After Skyfall, it seemed like James Bond had reached a terminus in his career as a secret agent. He was a washed-up alcoholic who could barely execute his mission. His mentor, M, had been murdered. Even his childhood estate was blown to hell. When you’ve defeated the enemy who took away everything you hold dear, how do you pick up the pieces and move on? Do you open a bed and breakfast in Tenby? Maybe head up to the island of Islay and try your hand at distilling some Scotch? Why not move to Monaco and play Baccarat professionally?
If you’re James Bond, the chapter of your life titled “Spectre” looks a lot like previous chapters. 007 starts off immediately in trouble for raising hell in Mexico City. He’s sternly disciplined by Ralph Fiennes, MI6’s new, slightly less matronly M. As punishment, Q loans Bond a spiffy new Aston Martin that harkens back to his classic DB5 coupe. Moneypenny even pops in to dispense some flirtatious encouragement. It’s quite a preamble to let you know that, don’t worry, James Bond isn’t going anywhere.
Daniel Craig’s tenure as James Bond has seen a thin trail of breadcrumbs leading between each film, and the reappearance of Jesper Christensen’s Mr. White suggests that continues to be the case here. And considering that SPECTRE has been an ongoing thorn in James Bond’s side since Dr. No, it was only a matter of time before the nefarious organization resurfaced. Christoph Waltz literally emerges from the shadows as the organization’s head, asserting that he’s the one who been making James Bond so miserable these past few years (At least until the next film, when we find out that it’s really some other guy pulling the strings.)
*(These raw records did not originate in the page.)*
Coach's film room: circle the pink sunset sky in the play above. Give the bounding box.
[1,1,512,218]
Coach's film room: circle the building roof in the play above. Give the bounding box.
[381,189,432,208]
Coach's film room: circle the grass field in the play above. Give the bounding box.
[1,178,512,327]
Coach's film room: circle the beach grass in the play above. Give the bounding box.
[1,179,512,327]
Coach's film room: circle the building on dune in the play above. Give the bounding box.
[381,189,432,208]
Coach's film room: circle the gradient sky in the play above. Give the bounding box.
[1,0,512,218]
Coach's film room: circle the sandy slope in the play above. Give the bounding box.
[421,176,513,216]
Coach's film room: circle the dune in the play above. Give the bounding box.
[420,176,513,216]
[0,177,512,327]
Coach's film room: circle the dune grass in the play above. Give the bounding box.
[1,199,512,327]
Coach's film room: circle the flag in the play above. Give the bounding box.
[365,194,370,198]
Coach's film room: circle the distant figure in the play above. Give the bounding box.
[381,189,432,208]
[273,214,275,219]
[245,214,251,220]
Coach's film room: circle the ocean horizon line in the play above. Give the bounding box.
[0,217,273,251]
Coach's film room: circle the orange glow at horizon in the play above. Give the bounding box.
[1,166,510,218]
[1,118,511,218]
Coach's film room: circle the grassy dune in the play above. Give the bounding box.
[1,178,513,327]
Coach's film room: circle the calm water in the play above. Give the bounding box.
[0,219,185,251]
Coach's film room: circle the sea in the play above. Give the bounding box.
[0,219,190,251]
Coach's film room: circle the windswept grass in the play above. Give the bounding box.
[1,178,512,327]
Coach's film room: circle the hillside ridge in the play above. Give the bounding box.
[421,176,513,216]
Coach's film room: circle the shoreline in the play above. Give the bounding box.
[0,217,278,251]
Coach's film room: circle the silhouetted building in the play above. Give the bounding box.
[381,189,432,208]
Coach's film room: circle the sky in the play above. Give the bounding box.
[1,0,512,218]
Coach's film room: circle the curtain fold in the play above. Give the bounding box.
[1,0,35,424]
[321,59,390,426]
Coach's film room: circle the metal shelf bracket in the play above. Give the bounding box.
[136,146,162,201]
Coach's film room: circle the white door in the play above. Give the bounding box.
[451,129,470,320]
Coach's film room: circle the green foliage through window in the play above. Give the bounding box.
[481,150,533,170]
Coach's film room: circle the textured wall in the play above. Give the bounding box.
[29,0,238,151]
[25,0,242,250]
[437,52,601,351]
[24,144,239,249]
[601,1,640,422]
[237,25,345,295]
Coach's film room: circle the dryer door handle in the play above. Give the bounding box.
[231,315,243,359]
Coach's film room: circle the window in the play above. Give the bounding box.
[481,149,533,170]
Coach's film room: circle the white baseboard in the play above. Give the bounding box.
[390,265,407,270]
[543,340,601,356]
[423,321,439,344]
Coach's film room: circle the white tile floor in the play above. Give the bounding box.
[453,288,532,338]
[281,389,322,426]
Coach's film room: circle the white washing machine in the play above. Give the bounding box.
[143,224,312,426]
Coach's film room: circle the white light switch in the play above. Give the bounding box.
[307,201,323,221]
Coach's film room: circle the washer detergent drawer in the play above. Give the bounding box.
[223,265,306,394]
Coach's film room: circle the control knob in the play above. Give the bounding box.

By the time Mr. Bond gets to leaping out of windows, canoodling with Monica Bellucci, firing jet fuel out of the back of his coupe, and inverting his helicopter, you remember that he can never retire to a small fishing town. MI6’s benefits package is just too good. James Bond settles back into the workaday world of prosaic espionage when Spectre infiltrates U.S. theaters on November 6.